You can embed a document in another document by simply defining an attribute to be a document. This enables Couchbase Server to cache, store, and retrieve the complex document with embedded documents as a single piece. For example, "beers" entity can embed "breweries" by embedding an attribute called brewery in the beer document.

In relational databases embedding is not typically supported. In other NoSQL solutions embedding is typically overemphasized as JOINs and sub-queries are not supported in the platforms and code development gets complicated with referencing.

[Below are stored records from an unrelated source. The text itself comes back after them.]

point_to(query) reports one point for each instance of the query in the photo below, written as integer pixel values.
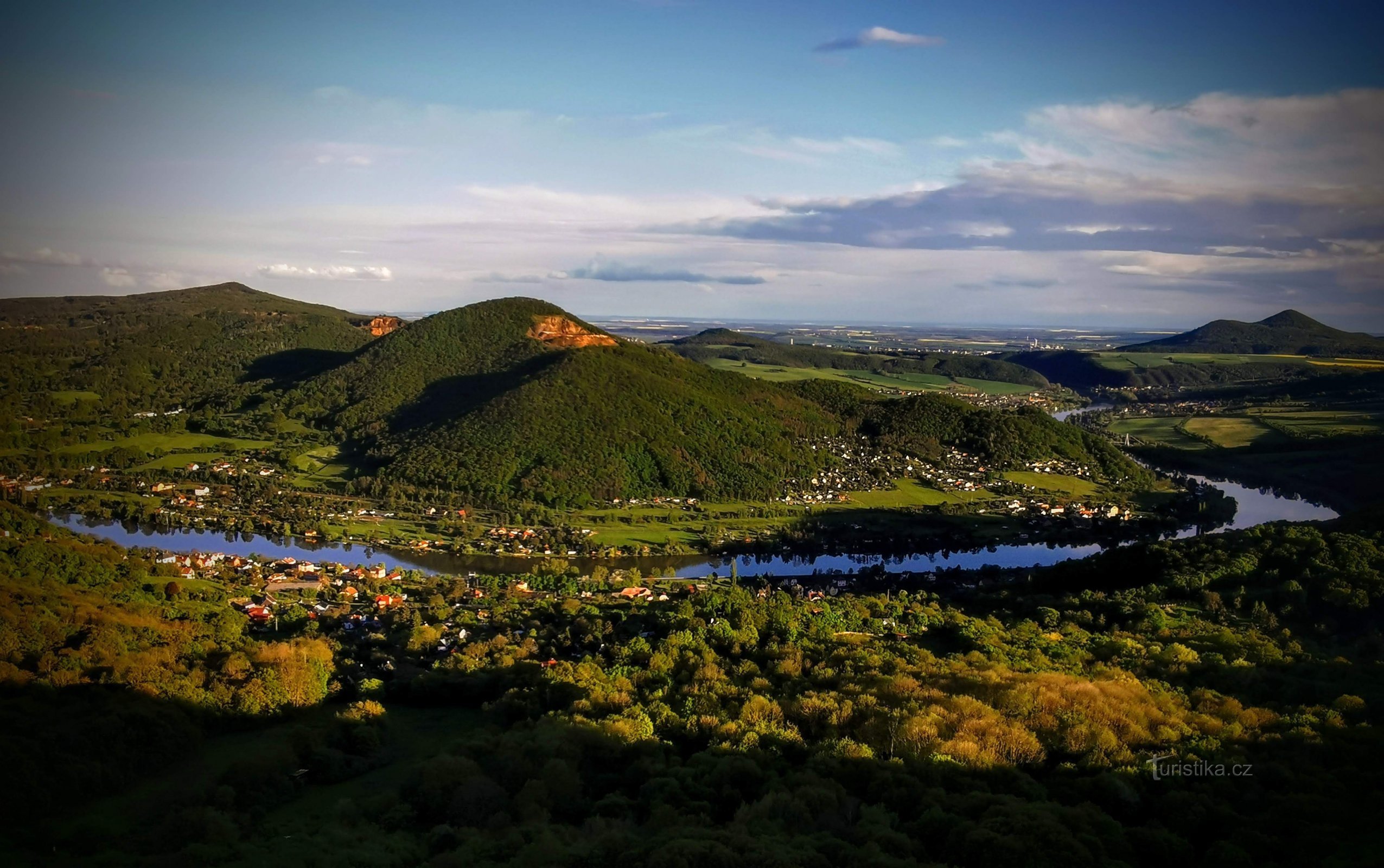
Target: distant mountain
(516, 399)
(1287, 333)
(729, 344)
(168, 348)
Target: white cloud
(46, 257)
(616, 272)
(879, 36)
(849, 143)
(119, 279)
(168, 280)
(284, 270)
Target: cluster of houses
(1038, 507)
(856, 468)
(1058, 465)
(529, 542)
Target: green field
(1162, 431)
(319, 467)
(1055, 482)
(1231, 431)
(167, 442)
(907, 382)
(1322, 423)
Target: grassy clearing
(1324, 423)
(168, 442)
(319, 467)
(910, 493)
(1162, 431)
(1055, 482)
(1231, 431)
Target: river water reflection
(1256, 507)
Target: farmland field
(1231, 431)
(1157, 430)
(1322, 423)
(168, 442)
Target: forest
(729, 344)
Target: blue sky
(1148, 164)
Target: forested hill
(1083, 370)
(518, 399)
(1287, 333)
(164, 349)
(729, 344)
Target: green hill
(516, 399)
(729, 344)
(1286, 333)
(164, 349)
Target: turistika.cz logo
(1197, 769)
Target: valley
(368, 560)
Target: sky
(1003, 164)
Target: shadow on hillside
(292, 367)
(453, 398)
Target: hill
(515, 399)
(1286, 333)
(165, 349)
(1081, 370)
(729, 344)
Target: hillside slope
(1287, 333)
(164, 349)
(1080, 370)
(516, 399)
(729, 344)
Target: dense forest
(1005, 722)
(470, 400)
(727, 344)
(1084, 372)
(1287, 331)
(162, 350)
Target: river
(1254, 507)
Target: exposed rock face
(382, 326)
(561, 331)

In Couchbase Server, N1QL provides support for JOINs and sub-queries so data modelers are free to choose the best option for their case without complicating code development. Embedding can be beneficial in a numbers of cases. Some of these are similar to the disadvantages of referencing.
  • Embedding can be advantageous when related items are frequently used together. Because multiple entities are contained in a single document, those entities are cached together in Couchbase Server managed cache and can be retrieved with a single operation, which eliminates the need for multiple round trips.
  • Couchbase Server provides ACID properties on operations addressing a single document.
    • A single document write is guaranteed to either fully succeed or fail.
    • No operation can see a partially updated version of the document.
    • If an update operation is issued with durability requirements such as replicated durability (replicateTo) or persisted durability (persistTo flag), Couchbase Server guarantees the whole document will be durable.

    Imagine an "order" document that embeds "order line items" document embedded in it. With both related entities in a single document, operations that are required to update both the order and the order line items can take advantage of a single write. The atomic write ensures that either the entire update is successful or none of the updates to the order or its line items is committed to the document.

Embedding also has downsides:
  • Embedding can hinder information consistency and update efficiency across documents. If an update to the brewery document is issued, all the beers embedding the same brewery have to be updated to ensure all redundant copies of breweries are identical.
  • Embedding results in replicated bytes and therefore uses extra memory and storage space because it requires repetition of brewery attributes across many beers. Intra-cluster replication (DCP) and Cross Datacenter Replication (XDCR) have to communicate the brewery attributes every time a beer gets updated.

It is important to note that you can use hybrid solutions. Embedding may be a great choice for relationships like "book" and "authors" where there are only a few authors. However, referencing may be a better way when you have "instruments" and "measurements" as the relationship. In this case there would be millions of measurements per instrument and embedding is not a good option. With Couchbase Server you, as a developer, have full freedom to choose the best option for your application without compromising on application complexity.